Bei der Klärung der Frage, welche Gefahren auch außerhalb der Betriebszeit „atypisch“ und somit seitens des Pistenbetreibers zu vermeiden sind, ist vor allem zwischen natürlichen und künstlichen Gefahrenquellen zu unterscheiden: Natürliche Gefahrenstellen sind nach Pistenschluss im Allgemeinen nicht beziehungsweise nur in Ausnahmefällen abzusichern, künstliche Gefahrenstellen dann, wenn ihre Gefährlichkeit über das bei derartigen Erhaltungsarbeiten „übliche Maß“ hinausgeht. Für die Klärung der Verantwortung des Pistenbetreibers ist es daher entscheidend, ob die getroffenen Absicherungsmaßnahmen bei der Seilwindenpräparierung ausreichend waren: Konkret kommt es darauf an, welche Maßnahmen zur Vermeidung einer Gefahr möglich und zumutbar sind.
Ausreichende Warnhinweise
Im vorliegenden Fall wurde festgestellt, dass sich auf einer großen Tafel an der Talstation des Lifts Hinweise auf die Verletzungsgefahr durch Pistenarbeiten nach Betriebsschluss fanden, dass direkt unterhalb der von der Klägerin besuchten Ski-Hütte eine gelbe Tafel samt Fahrverbotszeichen mit dem Wort „gesperrt“ und einem bildlichen und textlichen Hinweis auf die Seilwindenpräparierung aufgestellt war, und dass im Einmündungsbereich der ca. 30 m breiten Piste eine 120 x 120 cm große Warntafel mit dem Hinweis „Achtung Pistensperre!

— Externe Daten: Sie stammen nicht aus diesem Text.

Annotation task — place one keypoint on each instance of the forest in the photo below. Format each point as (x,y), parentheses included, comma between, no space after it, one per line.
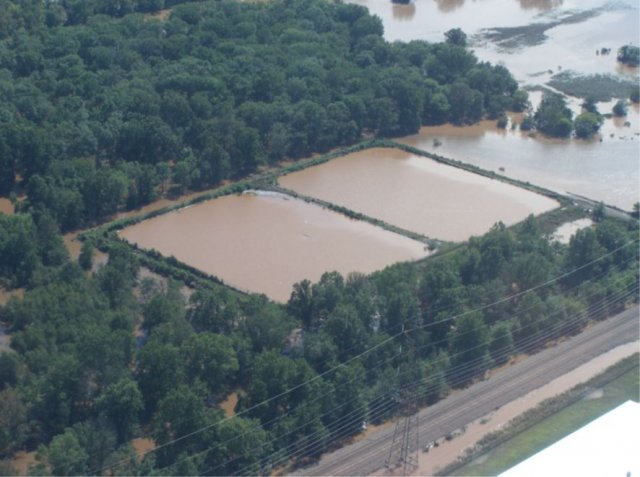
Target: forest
(101,357)
(102,111)
(105,107)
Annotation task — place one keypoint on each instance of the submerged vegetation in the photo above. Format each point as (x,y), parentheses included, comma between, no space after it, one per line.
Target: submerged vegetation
(599,87)
(109,364)
(210,91)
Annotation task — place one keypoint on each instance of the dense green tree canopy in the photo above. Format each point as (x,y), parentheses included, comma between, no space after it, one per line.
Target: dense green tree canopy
(103,105)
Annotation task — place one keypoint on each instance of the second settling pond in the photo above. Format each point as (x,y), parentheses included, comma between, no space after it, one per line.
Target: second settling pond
(264,242)
(417,193)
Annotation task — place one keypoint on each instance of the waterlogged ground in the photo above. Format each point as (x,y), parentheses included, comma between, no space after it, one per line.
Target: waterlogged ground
(265,243)
(417,194)
(606,170)
(536,40)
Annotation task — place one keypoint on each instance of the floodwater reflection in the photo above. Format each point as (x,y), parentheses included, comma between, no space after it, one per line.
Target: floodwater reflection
(417,194)
(404,12)
(265,243)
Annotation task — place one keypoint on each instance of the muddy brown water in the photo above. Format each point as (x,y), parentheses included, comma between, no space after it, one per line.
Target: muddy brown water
(265,243)
(6,206)
(448,451)
(417,193)
(607,170)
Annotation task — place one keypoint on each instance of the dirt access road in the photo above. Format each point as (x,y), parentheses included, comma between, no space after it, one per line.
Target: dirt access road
(462,408)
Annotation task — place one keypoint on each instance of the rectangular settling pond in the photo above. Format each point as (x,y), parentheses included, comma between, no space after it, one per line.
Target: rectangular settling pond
(417,193)
(264,242)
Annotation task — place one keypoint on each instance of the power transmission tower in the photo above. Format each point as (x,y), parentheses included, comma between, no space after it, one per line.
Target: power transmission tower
(405,446)
(403,453)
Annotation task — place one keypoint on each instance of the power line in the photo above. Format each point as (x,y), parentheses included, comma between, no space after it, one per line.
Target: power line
(461,377)
(360,355)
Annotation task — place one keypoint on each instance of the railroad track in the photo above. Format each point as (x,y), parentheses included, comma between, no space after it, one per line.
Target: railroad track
(458,410)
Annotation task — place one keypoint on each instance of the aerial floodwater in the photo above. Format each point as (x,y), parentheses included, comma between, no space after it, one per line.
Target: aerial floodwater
(538,41)
(264,243)
(417,193)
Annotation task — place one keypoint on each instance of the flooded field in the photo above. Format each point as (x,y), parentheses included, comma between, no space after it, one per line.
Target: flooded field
(535,40)
(417,194)
(265,243)
(607,170)
(530,37)
(6,207)
(564,233)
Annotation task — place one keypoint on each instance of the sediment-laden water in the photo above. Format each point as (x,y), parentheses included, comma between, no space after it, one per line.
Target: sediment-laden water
(417,194)
(267,242)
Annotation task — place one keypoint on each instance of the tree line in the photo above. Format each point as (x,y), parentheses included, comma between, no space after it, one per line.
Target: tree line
(98,358)
(104,108)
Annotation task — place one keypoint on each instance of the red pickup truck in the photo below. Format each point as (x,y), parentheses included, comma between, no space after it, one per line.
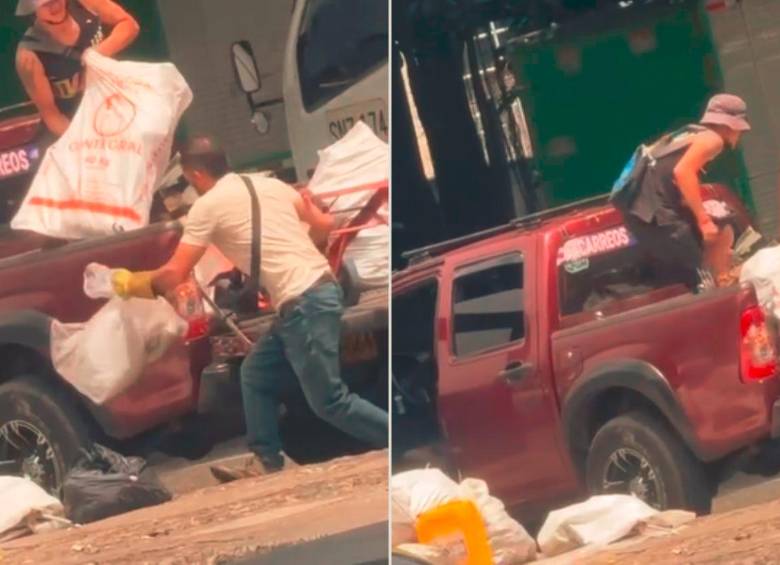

Lebensgefahr! Pistengerät mit Seilwinde im Einsatz!“ samt eingeschalteter Warnleuchte angebracht war, die von der Hütte aus einer Entfernung von 100 m gut erkennbar war.
Auf dieser Grundlage sind alle drei Instanzen übereinstimmend zu dem Schluss gelangt, dass die Absicherungsmaßnahmen des Pistenbetreibers ausreichend waren, um Wintersportler vor den Gefahren durch die Windenpräparierung zu warnen. Ein durchschnittlicher Pistenbenützer muss und kann auf die mehrfachen Hinweise durch Warntafeln (teils in übergroßer Dimensionierung samt Drehleuchte) entsprechend reagieren und hat den Verhältnissen angepasst abzufahren.
Dies hat die Klägerin unterlassen, daher hat sie die Folgen des Unfalls selbst zu vertreten.